Most people think of back-to-school night as the time when educators can make a first impression on their students’ parents. But back-to-school night is also the optimal time for you to provide parents with information that can make your job easier. Here are five tips for making the most of your back-to-school night.
1. Capture each parent’s contact information. While the front office may have parents’ phone numbers, it will be easier for you to keep in touch if you have contact information right in your classroom. That’s the priority for Briday Ware, an English teacher at Liberty High School in Liberty, Missouri. She provides each parent with paper and pencil—thus eliminating the excuse of not having any—and asks them to jot down their name, phone number and e-mail address.
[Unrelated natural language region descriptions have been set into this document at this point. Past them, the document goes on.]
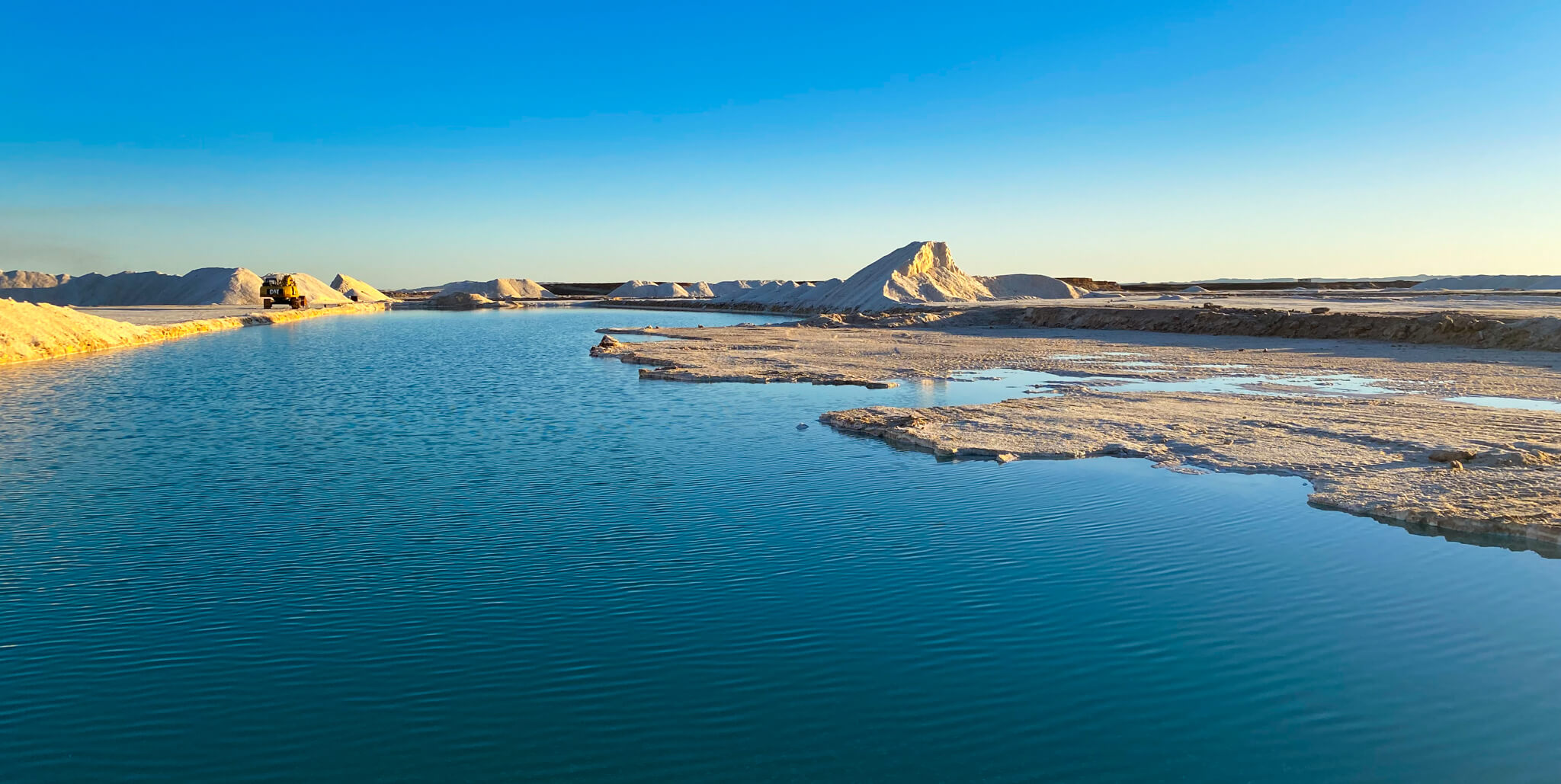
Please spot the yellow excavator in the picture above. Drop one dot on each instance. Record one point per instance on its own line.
(277, 290)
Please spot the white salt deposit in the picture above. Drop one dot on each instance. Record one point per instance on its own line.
(500, 290)
(354, 288)
(1492, 281)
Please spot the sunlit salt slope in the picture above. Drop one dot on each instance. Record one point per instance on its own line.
(917, 274)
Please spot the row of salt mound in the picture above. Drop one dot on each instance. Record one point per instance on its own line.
(500, 290)
(356, 290)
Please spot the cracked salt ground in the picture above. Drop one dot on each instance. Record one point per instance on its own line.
(989, 386)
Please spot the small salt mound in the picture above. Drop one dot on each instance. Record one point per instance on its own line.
(1027, 286)
(731, 288)
(313, 288)
(460, 300)
(34, 331)
(354, 288)
(502, 290)
(648, 291)
(1491, 281)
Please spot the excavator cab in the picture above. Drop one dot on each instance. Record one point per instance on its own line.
(277, 290)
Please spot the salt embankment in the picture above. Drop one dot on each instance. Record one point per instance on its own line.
(1491, 283)
(204, 286)
(40, 330)
(1454, 328)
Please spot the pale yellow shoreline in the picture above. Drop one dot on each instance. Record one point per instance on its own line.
(31, 331)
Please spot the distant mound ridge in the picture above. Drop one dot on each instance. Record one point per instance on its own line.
(500, 290)
(917, 274)
(353, 288)
(30, 280)
(204, 286)
(1491, 281)
(1031, 286)
(648, 291)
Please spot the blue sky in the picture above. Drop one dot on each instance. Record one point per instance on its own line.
(675, 141)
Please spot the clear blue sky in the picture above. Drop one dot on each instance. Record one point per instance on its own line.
(668, 141)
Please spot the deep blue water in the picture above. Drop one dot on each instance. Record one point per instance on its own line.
(431, 546)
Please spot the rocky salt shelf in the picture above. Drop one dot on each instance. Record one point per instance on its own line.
(1404, 453)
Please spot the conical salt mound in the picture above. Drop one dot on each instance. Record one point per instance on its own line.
(915, 274)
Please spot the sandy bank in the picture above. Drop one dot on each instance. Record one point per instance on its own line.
(1488, 322)
(1367, 455)
(40, 331)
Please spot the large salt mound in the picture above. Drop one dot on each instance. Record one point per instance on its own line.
(354, 288)
(500, 290)
(313, 288)
(648, 291)
(1492, 281)
(1026, 286)
(204, 286)
(918, 272)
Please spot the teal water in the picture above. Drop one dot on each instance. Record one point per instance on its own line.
(431, 546)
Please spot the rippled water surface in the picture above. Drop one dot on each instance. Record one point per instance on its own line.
(433, 546)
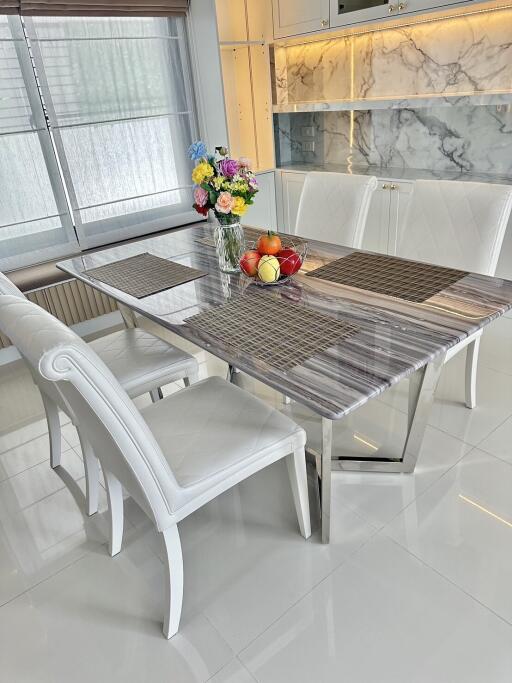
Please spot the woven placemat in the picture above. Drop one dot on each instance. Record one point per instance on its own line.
(389, 275)
(144, 274)
(274, 330)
Additionally, you can use this opportunity to explain how you will be contacting parents and how you like to be contacted in return.
2. Share your expectations and wishes. I'll never forget my youngest daughter’s first grade back-to-school night. Her teacher was going through her classroom management style and how the school day was organized—then she threw the parents a curveball: She brought up the notion of holiday gifts. She told us that as 30-plus year teacher, she had all the coffee mugs and apple paperweights she needed. “But what we really need,” she said, walking over to the “play” center, “is new board games for indoor recess.” And she reached down to show us the battered boxes of Connect Four and Candy Land. You can also share your wishes for more immediate classroom needs, such as small containers for coin counting in math.
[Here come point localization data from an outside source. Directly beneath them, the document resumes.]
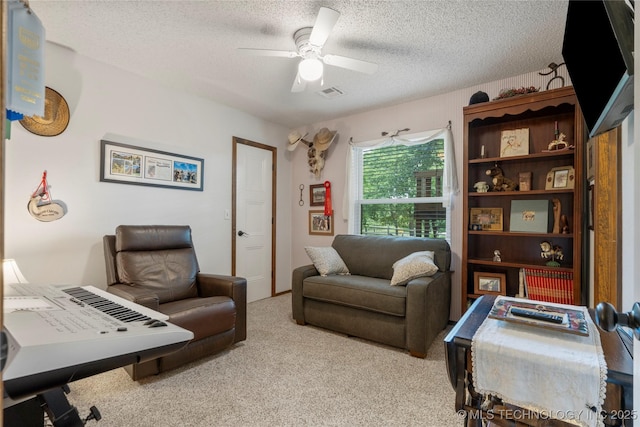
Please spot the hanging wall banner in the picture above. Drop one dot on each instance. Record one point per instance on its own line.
(25, 54)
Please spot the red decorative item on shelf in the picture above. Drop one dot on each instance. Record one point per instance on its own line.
(327, 199)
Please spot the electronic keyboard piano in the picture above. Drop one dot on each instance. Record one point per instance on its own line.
(57, 334)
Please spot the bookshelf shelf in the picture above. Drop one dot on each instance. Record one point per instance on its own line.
(544, 114)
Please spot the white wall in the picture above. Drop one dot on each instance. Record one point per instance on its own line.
(421, 115)
(109, 103)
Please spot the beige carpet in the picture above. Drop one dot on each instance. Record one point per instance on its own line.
(282, 375)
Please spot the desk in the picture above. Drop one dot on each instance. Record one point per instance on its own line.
(458, 351)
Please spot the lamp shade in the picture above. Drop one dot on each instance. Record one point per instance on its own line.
(11, 273)
(310, 69)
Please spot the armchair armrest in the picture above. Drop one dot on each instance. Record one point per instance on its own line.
(210, 285)
(428, 303)
(137, 295)
(297, 300)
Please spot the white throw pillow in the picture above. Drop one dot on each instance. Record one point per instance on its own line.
(412, 266)
(326, 260)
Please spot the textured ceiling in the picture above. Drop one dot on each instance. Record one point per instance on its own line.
(423, 48)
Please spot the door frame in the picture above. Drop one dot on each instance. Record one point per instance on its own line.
(234, 173)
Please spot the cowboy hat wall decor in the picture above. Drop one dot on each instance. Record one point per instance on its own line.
(295, 138)
(55, 119)
(316, 152)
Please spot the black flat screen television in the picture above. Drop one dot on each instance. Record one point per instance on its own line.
(598, 53)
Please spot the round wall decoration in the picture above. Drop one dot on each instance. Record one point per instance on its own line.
(55, 119)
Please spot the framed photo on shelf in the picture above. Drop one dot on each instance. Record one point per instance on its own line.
(319, 224)
(127, 164)
(485, 219)
(489, 283)
(563, 177)
(524, 181)
(514, 142)
(531, 216)
(317, 194)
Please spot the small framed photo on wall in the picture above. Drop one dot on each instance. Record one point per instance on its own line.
(317, 194)
(319, 224)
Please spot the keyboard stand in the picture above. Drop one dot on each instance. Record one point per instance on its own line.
(53, 403)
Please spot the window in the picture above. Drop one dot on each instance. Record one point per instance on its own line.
(398, 189)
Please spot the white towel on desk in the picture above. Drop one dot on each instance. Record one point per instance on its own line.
(557, 374)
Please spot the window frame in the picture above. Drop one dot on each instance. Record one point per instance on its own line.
(357, 166)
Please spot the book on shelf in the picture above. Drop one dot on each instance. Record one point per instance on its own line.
(549, 285)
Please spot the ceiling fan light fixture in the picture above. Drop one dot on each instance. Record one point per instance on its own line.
(310, 69)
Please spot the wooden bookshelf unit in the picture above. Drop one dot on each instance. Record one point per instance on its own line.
(544, 115)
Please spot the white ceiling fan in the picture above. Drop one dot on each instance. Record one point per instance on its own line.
(309, 42)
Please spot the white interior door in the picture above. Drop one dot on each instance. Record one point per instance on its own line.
(253, 218)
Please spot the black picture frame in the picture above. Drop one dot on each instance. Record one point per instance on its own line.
(128, 164)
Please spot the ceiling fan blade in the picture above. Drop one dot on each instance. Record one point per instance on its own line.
(268, 52)
(325, 22)
(299, 84)
(350, 63)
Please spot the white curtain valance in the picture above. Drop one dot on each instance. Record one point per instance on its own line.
(450, 180)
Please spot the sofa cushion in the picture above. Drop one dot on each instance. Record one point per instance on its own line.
(412, 266)
(326, 260)
(374, 255)
(362, 292)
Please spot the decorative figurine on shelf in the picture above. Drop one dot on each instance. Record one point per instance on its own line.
(564, 224)
(557, 210)
(558, 144)
(552, 252)
(481, 186)
(499, 181)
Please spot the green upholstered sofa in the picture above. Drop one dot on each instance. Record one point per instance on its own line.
(365, 305)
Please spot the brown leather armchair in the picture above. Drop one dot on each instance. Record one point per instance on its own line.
(156, 266)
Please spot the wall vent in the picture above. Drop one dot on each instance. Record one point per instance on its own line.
(331, 92)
3. Coordinate schedules for the rest of the year. Just as holiday gifts may not be top-of-mind now, the annual field trip you take in April probably isn’t either. But busy parents will appreciate knowing ahead of time important dates throughout the school year that will impact them, and providing this information upfront will make it less stressful for you when it comes time to collect field trip money or find chaperones. Similarly, let parents know now when conferences will be scheduled so you aren’t running around later, at the last minute, trying to fit in evening conferences on non-conference nights.
4. Provide information on how parents can volunteer in the classroom. “With more moms working outside the home, not every parent can volunteer the gift of time,” says Glenridge Elementary School kindergarten teacher Susan Carter of Clayton, Missouri. “Other gifts can be valuable, too.” That’s why Carter created a classroom wish list to distribute on back-to-school night that shows ways parents can help out—and help her—even if they can’t physically be at the school. She asks parents for everything from shoebox lids to time from someone who is proficient in scanning documents. Leslee Milch, a kindergarten teacher at Carl E. Gilbert Elementary School in Buena Park, California, also shares her wish list on back-to-school night, which includes the “bag of work” (her work) that parents can take home to help her out. “I haven’t stapled papers in 17 years, because the parents do that for me,” she says.
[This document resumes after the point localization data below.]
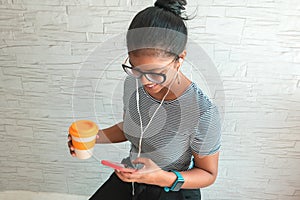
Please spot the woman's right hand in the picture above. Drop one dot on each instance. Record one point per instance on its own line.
(71, 147)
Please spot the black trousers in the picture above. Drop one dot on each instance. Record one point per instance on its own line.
(115, 189)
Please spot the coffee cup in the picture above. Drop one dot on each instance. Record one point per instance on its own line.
(83, 133)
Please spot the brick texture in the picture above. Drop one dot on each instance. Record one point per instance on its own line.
(49, 77)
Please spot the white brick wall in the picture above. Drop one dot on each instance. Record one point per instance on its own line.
(254, 44)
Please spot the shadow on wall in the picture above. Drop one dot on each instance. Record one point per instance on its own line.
(26, 195)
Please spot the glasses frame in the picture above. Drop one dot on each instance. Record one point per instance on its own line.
(124, 66)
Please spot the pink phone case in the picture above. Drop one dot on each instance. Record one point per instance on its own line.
(114, 165)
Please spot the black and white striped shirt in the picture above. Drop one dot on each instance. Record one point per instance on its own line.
(190, 123)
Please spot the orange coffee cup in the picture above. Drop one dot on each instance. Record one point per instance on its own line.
(83, 134)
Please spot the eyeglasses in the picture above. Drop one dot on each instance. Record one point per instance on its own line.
(157, 78)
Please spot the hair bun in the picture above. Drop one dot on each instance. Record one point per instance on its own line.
(174, 6)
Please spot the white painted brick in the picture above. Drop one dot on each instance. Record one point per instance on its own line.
(254, 45)
(230, 2)
(231, 28)
(85, 24)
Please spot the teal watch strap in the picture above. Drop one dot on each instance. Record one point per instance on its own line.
(177, 184)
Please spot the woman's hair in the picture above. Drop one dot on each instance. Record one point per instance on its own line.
(160, 28)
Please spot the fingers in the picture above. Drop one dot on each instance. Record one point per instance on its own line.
(126, 177)
(140, 160)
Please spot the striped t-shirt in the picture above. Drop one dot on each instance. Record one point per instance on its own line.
(187, 124)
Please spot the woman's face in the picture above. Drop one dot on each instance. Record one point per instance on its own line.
(156, 64)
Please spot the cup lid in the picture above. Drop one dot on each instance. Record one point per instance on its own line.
(83, 128)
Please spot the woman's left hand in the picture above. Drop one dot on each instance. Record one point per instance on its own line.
(150, 173)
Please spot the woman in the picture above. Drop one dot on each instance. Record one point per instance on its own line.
(173, 127)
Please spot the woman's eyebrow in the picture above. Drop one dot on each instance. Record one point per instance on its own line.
(159, 68)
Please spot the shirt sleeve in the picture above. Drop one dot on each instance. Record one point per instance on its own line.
(206, 138)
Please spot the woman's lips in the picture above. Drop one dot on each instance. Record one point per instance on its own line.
(150, 86)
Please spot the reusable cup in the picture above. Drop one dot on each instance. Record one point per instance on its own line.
(83, 134)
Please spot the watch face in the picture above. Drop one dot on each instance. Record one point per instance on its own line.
(178, 186)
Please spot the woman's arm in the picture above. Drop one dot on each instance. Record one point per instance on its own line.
(202, 175)
(113, 134)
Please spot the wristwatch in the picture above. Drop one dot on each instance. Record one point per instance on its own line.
(177, 184)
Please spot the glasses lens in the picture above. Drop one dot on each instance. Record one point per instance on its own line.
(155, 78)
(132, 72)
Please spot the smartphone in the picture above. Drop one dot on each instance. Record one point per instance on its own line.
(118, 166)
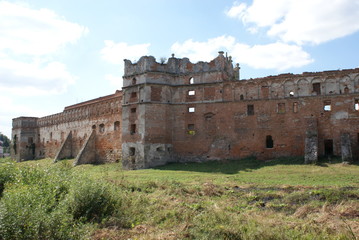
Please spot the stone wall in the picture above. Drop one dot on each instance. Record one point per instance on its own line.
(181, 111)
(206, 113)
(102, 115)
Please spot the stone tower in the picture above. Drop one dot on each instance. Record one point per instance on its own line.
(25, 138)
(150, 92)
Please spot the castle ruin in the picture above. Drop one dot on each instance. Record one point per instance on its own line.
(179, 111)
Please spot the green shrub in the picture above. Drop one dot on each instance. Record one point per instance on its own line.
(90, 201)
(32, 205)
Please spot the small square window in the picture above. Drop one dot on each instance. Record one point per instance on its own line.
(295, 107)
(133, 129)
(132, 151)
(250, 110)
(356, 104)
(327, 106)
(191, 93)
(281, 107)
(316, 88)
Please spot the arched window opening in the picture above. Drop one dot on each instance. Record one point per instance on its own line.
(116, 125)
(269, 141)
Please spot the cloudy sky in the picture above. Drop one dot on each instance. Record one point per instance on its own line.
(57, 53)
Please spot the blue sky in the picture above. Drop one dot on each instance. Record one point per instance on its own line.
(57, 53)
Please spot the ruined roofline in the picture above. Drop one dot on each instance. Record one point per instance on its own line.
(178, 66)
(118, 93)
(25, 117)
(329, 73)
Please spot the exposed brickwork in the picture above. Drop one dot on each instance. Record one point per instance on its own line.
(180, 111)
(49, 133)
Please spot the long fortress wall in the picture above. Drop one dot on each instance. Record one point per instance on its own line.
(181, 111)
(102, 115)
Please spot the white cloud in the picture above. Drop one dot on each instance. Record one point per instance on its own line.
(30, 79)
(279, 56)
(301, 22)
(115, 53)
(9, 109)
(35, 32)
(29, 42)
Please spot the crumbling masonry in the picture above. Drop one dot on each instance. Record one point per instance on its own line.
(180, 111)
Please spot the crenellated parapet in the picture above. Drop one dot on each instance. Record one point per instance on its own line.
(172, 71)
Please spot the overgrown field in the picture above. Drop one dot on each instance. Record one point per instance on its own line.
(242, 199)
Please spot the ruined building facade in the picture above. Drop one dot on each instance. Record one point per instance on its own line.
(180, 111)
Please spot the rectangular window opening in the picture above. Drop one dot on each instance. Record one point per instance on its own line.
(316, 88)
(327, 106)
(250, 110)
(191, 129)
(356, 104)
(133, 129)
(191, 109)
(295, 107)
(281, 108)
(132, 151)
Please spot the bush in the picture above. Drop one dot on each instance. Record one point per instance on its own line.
(32, 207)
(90, 201)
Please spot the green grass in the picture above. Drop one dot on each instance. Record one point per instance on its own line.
(237, 199)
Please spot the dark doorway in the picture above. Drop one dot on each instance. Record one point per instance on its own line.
(316, 88)
(269, 141)
(328, 147)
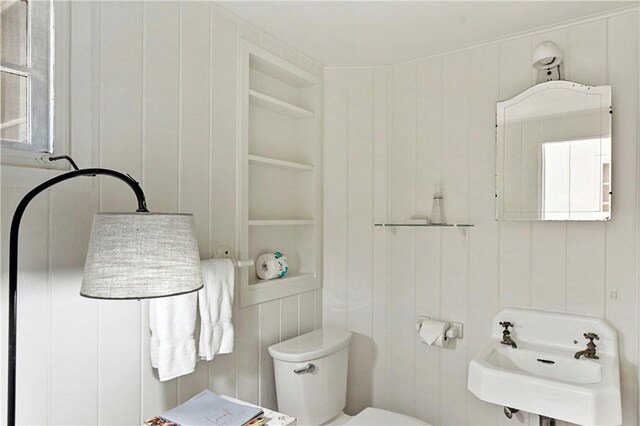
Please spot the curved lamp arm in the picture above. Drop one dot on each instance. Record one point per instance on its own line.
(13, 261)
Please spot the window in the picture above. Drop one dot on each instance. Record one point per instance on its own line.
(26, 76)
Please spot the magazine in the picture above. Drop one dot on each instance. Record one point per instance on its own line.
(207, 408)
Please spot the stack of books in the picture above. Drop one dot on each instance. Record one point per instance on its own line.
(207, 408)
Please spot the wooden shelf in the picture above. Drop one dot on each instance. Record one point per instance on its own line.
(286, 279)
(286, 222)
(257, 160)
(276, 105)
(445, 225)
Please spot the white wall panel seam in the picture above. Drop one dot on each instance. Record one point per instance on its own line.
(143, 168)
(49, 306)
(373, 193)
(348, 199)
(179, 159)
(100, 194)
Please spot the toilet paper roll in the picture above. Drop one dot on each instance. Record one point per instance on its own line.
(272, 265)
(432, 332)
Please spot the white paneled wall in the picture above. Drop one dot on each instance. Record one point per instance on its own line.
(153, 94)
(391, 134)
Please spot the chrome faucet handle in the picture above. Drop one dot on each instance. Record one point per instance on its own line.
(591, 336)
(506, 325)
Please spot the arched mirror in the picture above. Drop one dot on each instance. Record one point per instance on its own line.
(553, 153)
5. Point out online tools. Many school districts are moving towards an online system of communication, scheduling and grading. If your district is one of them, telling your parents upfront how to use these tools will cut down on the likelihood of students missing assignments or parents missing important messages—which only adds stress to your already busy day. For example, not all of Ware’s students own computers. “If I expect students to do work online at home and they don’t have computer access, then I need to know that,” she explains, so she brings up this topic on back-to-school night. “Parents will often tell me things that students are reluctant to share.”
Keep these tips in mind and hopefully this year’s back-to-school night will be the best one yet!